Post harvest losses (PHLs) pose significant challenges to food security and farmers' livelihoods. Within the complex supply chain, truck transportation emerges as a primary contributor to these losses. This study introduces a decoupled methodology, combining process mining and data mining, to predict and mitigate PHL. It is achieved by combining insights from process mining and advanced data mining techniques. By leveraging transportation logistics, environmental conditions and other relevant environmental and operational factors, this work aims to provide actionable insights for reducing waste and enhancing the efficiency of the post-harvest supply chain.
This study introduces a novel framework for PHL prediction utilizing decoupled methodologies that integrate process mining and data mining. We leverage transportation data from our self-developed Raw Material Tracking (RMT) mobile application and environmental information. Initially, process mining refines noisy transportation data from our Raw Material Tracking (RMT) mobile application to extract process-aware features. Subsequently, these refined features feed into a stack ensemble classification model for PHL prediction. We utilize self-supervised clustering to determine optimal high/low loss thresholds. Following the prediction, association rule mining identifies key patterns linked to these high/low loss outcomes. This modular design that integrates process insights with predictive and pattern analysis underpins our decoupled approach.
The analysis result yielded several critical insights into PHL. First, important feature analysis clearly identified the most influential attributes for PHL prediction. We validated our clustering results by experimenting with various loss thresholds to determine the optimal cutoff point for distinguishing high from low losses. In addition, through associative pattern analysis, we uncover that environmental factors such as temperature and humidity, combined with transportation-related data, are key determinants of PHL. These findings offer actionable insights into the precise conditions and process elements contributing to PHL.
The current analysis is geographically constrained to a single city, that is Surabaya. It is necessary to provide broader validation across diverse settings to enhance generalizability. Furthermore, reliance on city-level local weather data limits micro-level accuracy along truck routes; thus, future work should integrate more granular, route-specific meteorological data. Additionally, incorporating more relevant features, such as product characteristics and other operational aspects, is essential to understand their influence on PHL and further refine prediction accuracy.
The advantage of our decoupled methodology lies in its ability to isolate and optimize distinct analytical steps from process data refinement to predictive modeling and pattern discovery. This modularity allows for robust insights that would be challenging to achieve with monolithic approaches. By utilizing this framework, stakeholders can make more informed decisions regarding storage conditions and delivery schedules that lead to a significant reduction in PHL, improved supply chain efficiency and enhanced profitability.

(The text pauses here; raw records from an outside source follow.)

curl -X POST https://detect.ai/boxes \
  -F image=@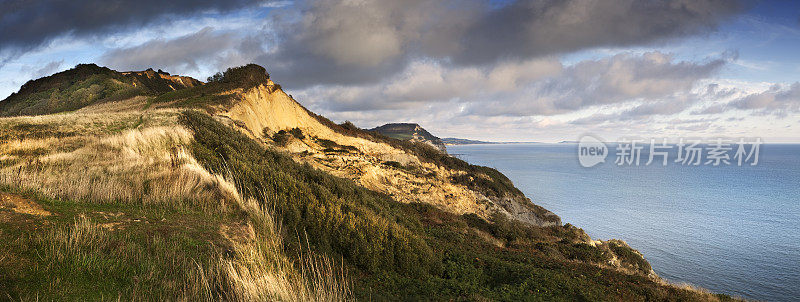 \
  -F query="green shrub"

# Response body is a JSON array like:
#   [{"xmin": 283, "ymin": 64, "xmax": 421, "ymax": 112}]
[{"xmin": 182, "ymin": 111, "xmax": 433, "ymax": 275}]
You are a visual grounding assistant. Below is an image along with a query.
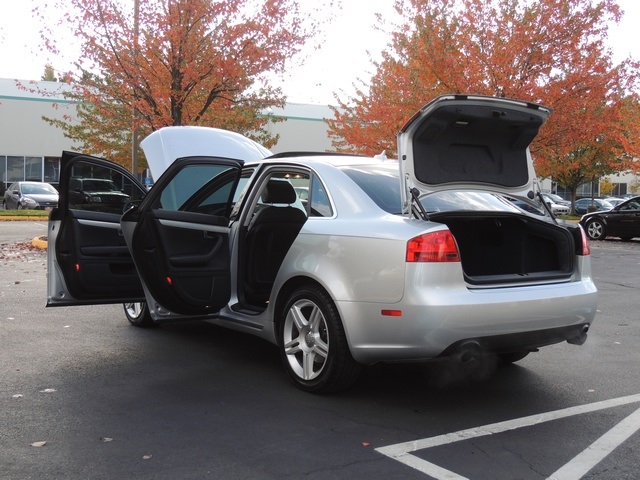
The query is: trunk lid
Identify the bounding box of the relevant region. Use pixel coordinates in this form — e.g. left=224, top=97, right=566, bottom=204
left=140, top=127, right=271, bottom=181
left=398, top=95, right=551, bottom=205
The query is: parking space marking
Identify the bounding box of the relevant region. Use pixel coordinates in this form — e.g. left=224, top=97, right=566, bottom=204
left=376, top=394, right=640, bottom=480
left=549, top=408, right=640, bottom=480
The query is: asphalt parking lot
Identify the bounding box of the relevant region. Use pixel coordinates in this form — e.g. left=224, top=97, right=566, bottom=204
left=0, top=222, right=640, bottom=480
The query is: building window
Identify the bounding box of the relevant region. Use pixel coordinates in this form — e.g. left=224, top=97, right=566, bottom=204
left=44, top=157, right=60, bottom=184
left=24, top=157, right=42, bottom=182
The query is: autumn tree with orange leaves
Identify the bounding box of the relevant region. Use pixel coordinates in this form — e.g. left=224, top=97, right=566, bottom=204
left=329, top=0, right=640, bottom=204
left=40, top=0, right=330, bottom=170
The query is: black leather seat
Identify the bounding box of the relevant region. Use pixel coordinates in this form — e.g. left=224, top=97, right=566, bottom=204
left=245, top=179, right=307, bottom=305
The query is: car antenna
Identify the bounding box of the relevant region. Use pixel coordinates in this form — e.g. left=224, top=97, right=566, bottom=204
left=410, top=187, right=429, bottom=220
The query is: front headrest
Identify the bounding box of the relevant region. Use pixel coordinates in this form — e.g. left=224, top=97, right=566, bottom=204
left=262, top=179, right=296, bottom=205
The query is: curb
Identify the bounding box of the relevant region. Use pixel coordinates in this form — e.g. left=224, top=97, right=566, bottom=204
left=0, top=215, right=49, bottom=222
left=31, top=235, right=47, bottom=250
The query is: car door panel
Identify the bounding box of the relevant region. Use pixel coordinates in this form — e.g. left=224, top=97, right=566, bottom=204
left=56, top=212, right=144, bottom=299
left=47, top=152, right=145, bottom=306
left=122, top=158, right=241, bottom=315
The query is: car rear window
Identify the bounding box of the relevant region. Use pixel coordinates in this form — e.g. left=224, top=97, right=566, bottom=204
left=342, top=164, right=402, bottom=214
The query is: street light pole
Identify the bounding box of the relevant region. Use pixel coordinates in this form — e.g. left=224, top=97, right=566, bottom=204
left=131, top=0, right=140, bottom=178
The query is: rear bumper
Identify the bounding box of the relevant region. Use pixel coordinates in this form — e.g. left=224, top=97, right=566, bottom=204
left=337, top=274, right=597, bottom=364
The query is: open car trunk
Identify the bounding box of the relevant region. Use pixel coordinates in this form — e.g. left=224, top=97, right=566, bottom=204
left=430, top=212, right=576, bottom=286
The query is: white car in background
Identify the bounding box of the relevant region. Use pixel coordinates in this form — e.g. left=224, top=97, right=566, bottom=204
left=47, top=95, right=597, bottom=392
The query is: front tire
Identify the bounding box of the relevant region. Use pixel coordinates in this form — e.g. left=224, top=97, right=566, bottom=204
left=587, top=218, right=607, bottom=240
left=123, top=302, right=157, bottom=328
left=497, top=350, right=531, bottom=365
left=279, top=286, right=362, bottom=393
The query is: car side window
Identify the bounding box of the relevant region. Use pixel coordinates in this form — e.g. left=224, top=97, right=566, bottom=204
left=307, top=175, right=333, bottom=217
left=620, top=200, right=640, bottom=210
left=158, top=164, right=237, bottom=216
left=253, top=171, right=310, bottom=215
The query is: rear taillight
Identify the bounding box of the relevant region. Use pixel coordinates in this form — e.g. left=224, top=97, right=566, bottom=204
left=578, top=224, right=591, bottom=256
left=407, top=230, right=460, bottom=263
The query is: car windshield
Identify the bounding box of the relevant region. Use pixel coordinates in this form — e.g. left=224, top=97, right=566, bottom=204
left=342, top=164, right=402, bottom=214
left=82, top=178, right=119, bottom=192
left=421, top=190, right=524, bottom=214
left=343, top=164, right=524, bottom=215
left=22, top=183, right=58, bottom=195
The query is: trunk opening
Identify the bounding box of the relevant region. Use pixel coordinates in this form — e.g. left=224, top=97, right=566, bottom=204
left=431, top=213, right=575, bottom=285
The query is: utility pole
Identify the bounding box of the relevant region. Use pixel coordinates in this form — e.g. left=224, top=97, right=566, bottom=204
left=131, top=0, right=140, bottom=178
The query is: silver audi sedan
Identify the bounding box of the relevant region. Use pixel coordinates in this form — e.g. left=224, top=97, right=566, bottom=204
left=47, top=95, right=597, bottom=392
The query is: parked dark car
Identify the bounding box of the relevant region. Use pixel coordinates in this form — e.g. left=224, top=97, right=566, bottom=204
left=47, top=95, right=597, bottom=392
left=2, top=182, right=58, bottom=210
left=69, top=177, right=130, bottom=213
left=580, top=196, right=640, bottom=240
left=575, top=198, right=613, bottom=215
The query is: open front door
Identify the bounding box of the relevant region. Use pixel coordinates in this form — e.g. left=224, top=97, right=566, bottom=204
left=47, top=152, right=146, bottom=306
left=121, top=157, right=243, bottom=315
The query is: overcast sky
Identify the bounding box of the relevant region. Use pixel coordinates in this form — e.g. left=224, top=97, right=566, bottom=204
left=0, top=0, right=640, bottom=105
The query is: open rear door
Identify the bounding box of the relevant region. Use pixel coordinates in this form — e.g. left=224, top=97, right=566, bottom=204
left=121, top=157, right=243, bottom=316
left=47, top=152, right=146, bottom=306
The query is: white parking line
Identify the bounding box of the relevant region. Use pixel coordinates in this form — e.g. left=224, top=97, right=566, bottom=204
left=376, top=394, right=640, bottom=480
left=549, top=409, right=640, bottom=480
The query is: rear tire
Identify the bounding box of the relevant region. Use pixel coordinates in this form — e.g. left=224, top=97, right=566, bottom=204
left=587, top=218, right=607, bottom=240
left=123, top=302, right=158, bottom=328
left=278, top=285, right=362, bottom=393
left=497, top=351, right=531, bottom=365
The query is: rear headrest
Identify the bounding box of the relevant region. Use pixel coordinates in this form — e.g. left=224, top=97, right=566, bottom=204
left=262, top=179, right=296, bottom=204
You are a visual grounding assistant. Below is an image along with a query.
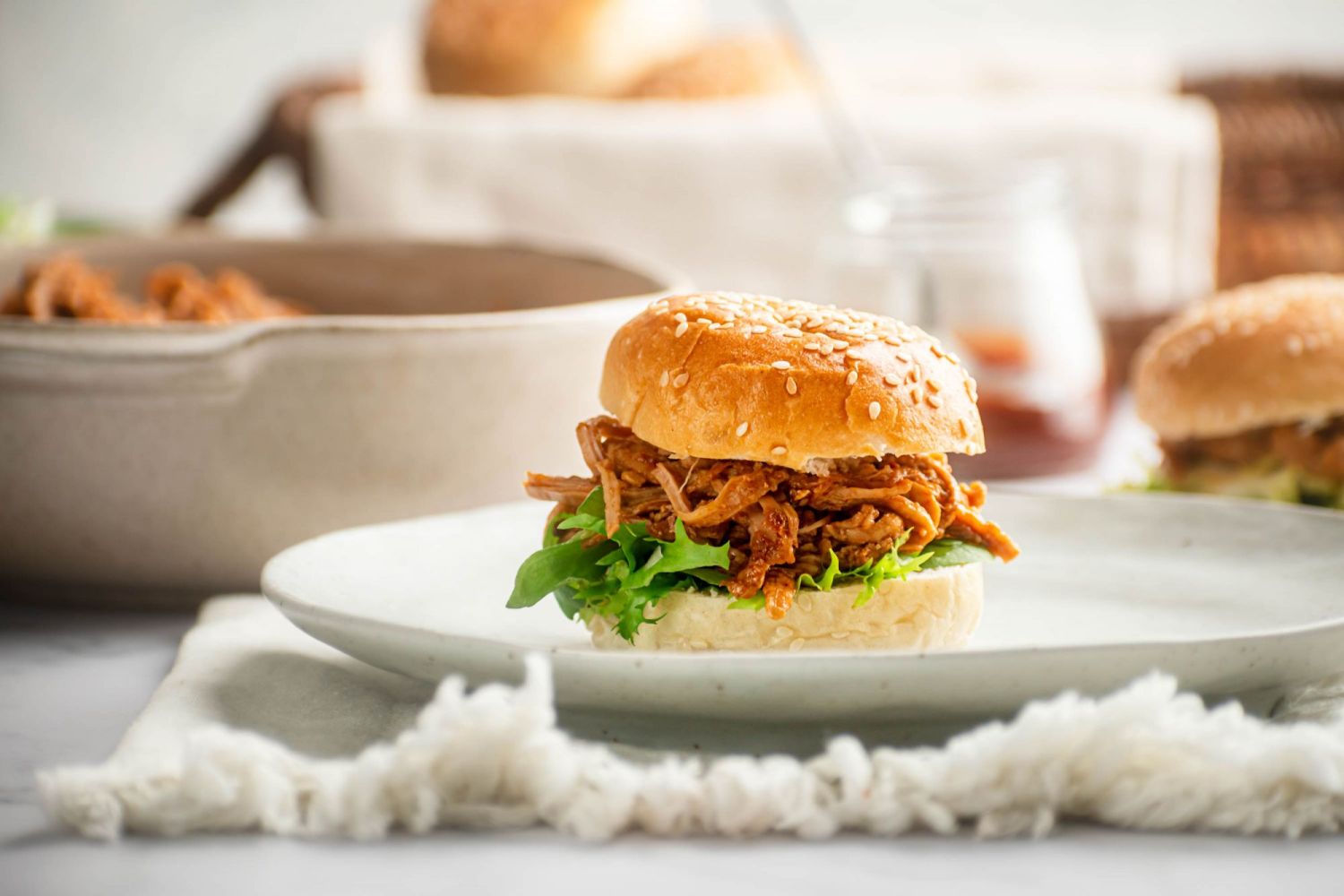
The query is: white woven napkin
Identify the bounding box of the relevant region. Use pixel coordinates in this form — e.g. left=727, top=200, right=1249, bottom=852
left=40, top=597, right=1344, bottom=839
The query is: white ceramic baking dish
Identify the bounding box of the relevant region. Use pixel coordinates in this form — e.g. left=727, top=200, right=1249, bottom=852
left=0, top=237, right=683, bottom=603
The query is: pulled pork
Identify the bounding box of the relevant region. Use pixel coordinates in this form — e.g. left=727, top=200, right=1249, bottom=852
left=526, top=417, right=1018, bottom=619
left=0, top=254, right=303, bottom=323
left=1163, top=417, right=1344, bottom=479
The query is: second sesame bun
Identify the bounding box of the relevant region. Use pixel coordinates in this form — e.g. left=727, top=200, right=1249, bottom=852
left=424, top=0, right=702, bottom=97
left=601, top=293, right=986, bottom=470
left=589, top=563, right=984, bottom=650
left=629, top=33, right=804, bottom=99
left=1134, top=274, right=1344, bottom=441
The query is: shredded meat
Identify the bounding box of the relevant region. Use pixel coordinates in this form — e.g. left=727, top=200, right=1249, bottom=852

This study advances PHL prediction by introducing a novel data-driven framework. Unlike prior research works that predominantly rely on static tabular datasets, this study incorporates both sequential data and tabular data within a robust machine learning pipeline. This dual data integration, particularly leveraging process-aware sequential insights, enhances predictive accuracy and offers a better understanding of loss factors. Furthermore, our methodology is highlighted by its ability to equip practitioners with reliable, data-derived loss thresholds to enable more precise loss classification and targeted mitigation strategies.